Apart from the satisfaction of studying in an entirely new area, there were other unexpected sources of enjoyment in my new life. I realised, for the first time in over thirty years, that six hours’ sleep a night was just not quite enough and how wonderful it was to have seven hours of sleep with no fear of a telephone call to attend the hospital. The joy of not having to spend at least an hour a day in my car, stuck in traffic, often running late. The pleasure of a stroll to a café to get a leisurely coffee. The satisfaction of having time to run, swim and cycle.
A very highly regarded colleague, who had had an extremely successful career as a clinician and academic, said he never thought about retirement, but about a transition to a new life. The concept of retirement can have negative connotations, associated with ageing, loss of skills and loss of identity. Sadly, there are colleagues who, for financial reasons, do not have the option of stopping work. For those in regional or remote areas, stopping work may mean leaving their community without specialist expertise, making it difficult to leave. And I accept that there are colleagues who plan to ‘drop in their tracks’, so important is their career in their life.
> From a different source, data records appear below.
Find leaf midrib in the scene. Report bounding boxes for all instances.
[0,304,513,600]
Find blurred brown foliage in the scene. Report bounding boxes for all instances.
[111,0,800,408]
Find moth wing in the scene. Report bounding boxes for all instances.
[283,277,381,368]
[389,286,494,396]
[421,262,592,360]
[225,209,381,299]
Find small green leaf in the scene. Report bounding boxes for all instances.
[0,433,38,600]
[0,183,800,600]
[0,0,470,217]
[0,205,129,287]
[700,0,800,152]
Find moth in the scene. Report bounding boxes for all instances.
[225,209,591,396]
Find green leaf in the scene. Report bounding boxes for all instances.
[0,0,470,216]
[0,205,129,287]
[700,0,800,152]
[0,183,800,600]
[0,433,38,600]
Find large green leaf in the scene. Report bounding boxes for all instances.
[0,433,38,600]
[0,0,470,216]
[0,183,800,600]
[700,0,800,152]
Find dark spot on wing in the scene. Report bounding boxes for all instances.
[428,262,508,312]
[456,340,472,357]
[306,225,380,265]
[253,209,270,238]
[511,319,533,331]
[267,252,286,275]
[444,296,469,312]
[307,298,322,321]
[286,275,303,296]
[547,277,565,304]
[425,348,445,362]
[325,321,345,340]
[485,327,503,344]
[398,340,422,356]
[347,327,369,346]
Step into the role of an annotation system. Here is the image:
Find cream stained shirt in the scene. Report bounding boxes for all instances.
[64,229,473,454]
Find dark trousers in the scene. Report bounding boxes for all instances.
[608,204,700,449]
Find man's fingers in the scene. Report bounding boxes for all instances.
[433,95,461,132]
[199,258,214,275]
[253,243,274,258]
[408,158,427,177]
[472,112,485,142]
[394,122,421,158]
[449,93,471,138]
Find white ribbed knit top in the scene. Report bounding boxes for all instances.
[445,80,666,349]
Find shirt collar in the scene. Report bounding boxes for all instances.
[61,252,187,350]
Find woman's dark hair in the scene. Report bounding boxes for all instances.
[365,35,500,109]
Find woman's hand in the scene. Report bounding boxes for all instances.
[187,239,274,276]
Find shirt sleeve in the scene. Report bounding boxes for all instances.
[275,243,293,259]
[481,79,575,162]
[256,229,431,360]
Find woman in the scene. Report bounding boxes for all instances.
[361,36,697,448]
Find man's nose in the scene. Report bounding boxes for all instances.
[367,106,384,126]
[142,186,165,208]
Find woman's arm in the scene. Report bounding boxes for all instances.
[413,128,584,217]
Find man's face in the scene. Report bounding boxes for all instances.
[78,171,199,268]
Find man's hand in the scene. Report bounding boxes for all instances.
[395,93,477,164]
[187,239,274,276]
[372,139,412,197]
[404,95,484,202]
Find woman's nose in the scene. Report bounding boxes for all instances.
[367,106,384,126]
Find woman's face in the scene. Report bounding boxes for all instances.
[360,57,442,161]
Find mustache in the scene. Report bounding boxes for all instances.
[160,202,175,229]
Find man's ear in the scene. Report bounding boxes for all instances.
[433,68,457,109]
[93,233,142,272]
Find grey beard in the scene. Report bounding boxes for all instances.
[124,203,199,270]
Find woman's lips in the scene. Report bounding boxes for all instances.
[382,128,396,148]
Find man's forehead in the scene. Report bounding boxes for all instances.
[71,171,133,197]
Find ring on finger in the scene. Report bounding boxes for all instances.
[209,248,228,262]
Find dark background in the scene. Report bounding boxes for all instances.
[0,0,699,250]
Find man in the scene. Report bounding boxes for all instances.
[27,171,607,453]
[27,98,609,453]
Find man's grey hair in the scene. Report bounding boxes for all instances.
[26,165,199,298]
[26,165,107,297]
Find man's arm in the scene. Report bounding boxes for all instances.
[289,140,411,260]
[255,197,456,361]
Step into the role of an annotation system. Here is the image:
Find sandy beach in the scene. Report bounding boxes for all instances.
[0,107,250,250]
But, if there is anything to be learned from our current unprecedented world disruption, it is that the future is an unknown place. As a group of professionals, we are intelligent and thoughtful people. Many will have ideas, not fully developed, of the things they still want to do in their lives. For those hovering uncertainly, unsure where to go late in their career, I would say to you: Be bold and consider taking on something entirely new. You are smart and resourceful and will probably be successful. You will likely enjoy the new challenges.
Two years after leaving my O&G life, I have completed a Diploma in Urban Horticulture. I still have a need to keep busy with many projects. I have not done many of the things that I expected I would get done when I stopped full-time work. I miss my involvement with our trainees but enjoy seeing their careers flourish. It becomes more difficult to keep in touch with colleagues who are still working full time, but there is more time to nurture friendships. There is more study to undertake, gardens to tend, books to read, countries to visit (pandemics permitting). Definitely not retirement, but a whole new life.